Asimismo, otra herramienta consistió en crear una ley constitucional o ley superior que estableciera una división del poder en múltiples órganos. Sea tanto de forma horizontal (entre poder ejecutivo, legislativo y judicial) como vertical (entre ámbitos local, estatal y nacional) y principalmente, división entre representantes y representados (de Gómez Pérez-Aradros, 2013: 7).

La finalidad resultaba limitar y equilibrar los intereses, reduciendo el mayoritario a solo un poder (el legislativo), de modo que poderes de minorías —terratenientes— tuvieran el mismo peso que el interés de la mayoría ciudadana. Del mismo modo, ningún poder podría imperar por encima de los restantes, pues cada uno tendría distintos mecanismos para impedir esta realización.

Entonces la democracia pasó a ser una donde solo unos pocos hombres, originalmente  los propietarios, tenían la facultad de votar. Pero, ante la crítica socialista y distintas luchas sociales del siglo XIX y XX, este derecho político se fue ampliando a toda la ciudadanía, aunque dicho fundamento elitista de la democracia liberal todavía perdura.  
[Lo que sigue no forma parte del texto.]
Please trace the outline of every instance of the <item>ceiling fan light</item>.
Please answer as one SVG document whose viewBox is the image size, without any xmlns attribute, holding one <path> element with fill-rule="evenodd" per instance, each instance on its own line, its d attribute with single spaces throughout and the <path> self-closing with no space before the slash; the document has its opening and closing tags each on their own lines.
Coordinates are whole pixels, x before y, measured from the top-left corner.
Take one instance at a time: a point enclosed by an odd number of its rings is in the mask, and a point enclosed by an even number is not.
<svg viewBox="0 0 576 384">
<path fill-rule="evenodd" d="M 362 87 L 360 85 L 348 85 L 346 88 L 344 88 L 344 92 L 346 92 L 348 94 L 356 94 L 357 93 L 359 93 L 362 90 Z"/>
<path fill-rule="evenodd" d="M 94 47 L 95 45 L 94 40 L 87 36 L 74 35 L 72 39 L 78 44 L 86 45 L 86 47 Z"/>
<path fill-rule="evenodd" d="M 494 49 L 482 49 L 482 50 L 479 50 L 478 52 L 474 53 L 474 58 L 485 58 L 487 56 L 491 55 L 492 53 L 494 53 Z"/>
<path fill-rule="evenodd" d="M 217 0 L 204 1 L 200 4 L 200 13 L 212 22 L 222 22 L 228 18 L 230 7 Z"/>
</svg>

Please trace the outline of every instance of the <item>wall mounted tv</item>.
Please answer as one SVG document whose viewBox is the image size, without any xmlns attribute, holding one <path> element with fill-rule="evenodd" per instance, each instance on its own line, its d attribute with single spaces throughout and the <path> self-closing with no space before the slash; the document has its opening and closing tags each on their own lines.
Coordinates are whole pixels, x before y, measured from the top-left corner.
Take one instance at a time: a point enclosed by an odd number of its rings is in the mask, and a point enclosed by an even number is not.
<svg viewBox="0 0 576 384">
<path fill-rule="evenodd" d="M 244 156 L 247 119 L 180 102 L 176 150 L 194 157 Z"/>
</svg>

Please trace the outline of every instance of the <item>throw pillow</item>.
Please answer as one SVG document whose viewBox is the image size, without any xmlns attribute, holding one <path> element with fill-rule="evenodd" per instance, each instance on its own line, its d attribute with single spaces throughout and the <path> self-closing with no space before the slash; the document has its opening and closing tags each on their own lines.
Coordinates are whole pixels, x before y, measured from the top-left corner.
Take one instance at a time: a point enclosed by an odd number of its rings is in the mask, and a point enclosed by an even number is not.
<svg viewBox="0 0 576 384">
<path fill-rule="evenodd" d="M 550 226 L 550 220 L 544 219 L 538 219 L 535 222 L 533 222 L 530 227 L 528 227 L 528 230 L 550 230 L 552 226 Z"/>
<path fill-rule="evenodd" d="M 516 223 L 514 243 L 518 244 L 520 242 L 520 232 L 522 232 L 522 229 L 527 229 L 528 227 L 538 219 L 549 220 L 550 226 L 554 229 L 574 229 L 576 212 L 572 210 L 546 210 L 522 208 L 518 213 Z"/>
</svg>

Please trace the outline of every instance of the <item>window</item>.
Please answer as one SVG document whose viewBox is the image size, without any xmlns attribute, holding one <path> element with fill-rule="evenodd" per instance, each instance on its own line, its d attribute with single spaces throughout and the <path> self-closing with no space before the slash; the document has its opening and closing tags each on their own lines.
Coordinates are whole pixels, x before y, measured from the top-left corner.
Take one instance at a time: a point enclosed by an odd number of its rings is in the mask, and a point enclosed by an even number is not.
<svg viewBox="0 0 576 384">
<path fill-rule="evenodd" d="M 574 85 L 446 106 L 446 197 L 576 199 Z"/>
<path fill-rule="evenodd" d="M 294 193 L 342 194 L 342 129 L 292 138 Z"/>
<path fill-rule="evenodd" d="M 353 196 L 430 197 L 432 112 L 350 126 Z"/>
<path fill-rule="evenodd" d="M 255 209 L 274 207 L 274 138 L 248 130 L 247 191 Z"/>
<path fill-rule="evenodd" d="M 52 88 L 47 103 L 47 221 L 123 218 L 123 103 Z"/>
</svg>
Como señala Andrés Hernández Quiñones (2006: 56), desde el enfoque liberal de democracia, han predominado perspectivas de ella desprovistas de cualquier contenido normativo o ético. Donde sólo es vista como en una lucha entre élites políticas por el ejercicio del poder, mientras que el ciudadano solamente tiene la facultad de limitarse a consentir o rechazar el ejercicio de estas élites con su voto.

Se desvincula al ciudadano de la política y se le dota de una discrecionalidad enorme a las élites actuantes, quienes solo entre ellas se pueden vigilar efectivamente. La forma más visible de esta visión es el enfoque de la democracia como mercado, propuesta por Anthony Downs, donde se asume que los ciudadanos son clientes que escogen entre distintas ofertas políticas a modo de productos ofrecidos por los proveedores (Hernández Quiñones, 2006: 54-55).

Otro efecto ha sido la escasa representatividad y pluralismo político, pues la democracia liberal no fomenta la cultura política, al limitar el ejercicio de lo público. Pues como indica Alfredo Carnevali (2008: 52), en la democracia liberal se estresa la necesidad de hacer un lado las diversidades filosóficas, religiosas, culturales, étnicas, morales, sexo genéricas y éticas al ámbito privado con miras a generar una estabilidad y un pluralismo políticos.

Sin embargo, significa en la práctica un ejercicio del poder público que desvigoriza potencialidades de representación y significación para enormes capas de la ciudadanía, sometiéndolas a un discurso hegemónico —y desde el pensamiento feminista: patriarcal— que se traduce en la pérdida de identidad, debilitamiento de lazos comunitarios y finalmente, genera apatía y posturas antipolíticas (52).

Es innegable que se ha expandido el distanciamiento entre la voluntad de la clase política y la de gran parte de la ciudadanía, lo que genera tensiones y conflictos que podrían socavar la confianza misma en el ideal democrático, sumergiéndose en un término sinónimo del disfraz de los intereses de las élites y oligarquías. Por ello, el llamado a repensar la democracia se vuelve necesario y urgente.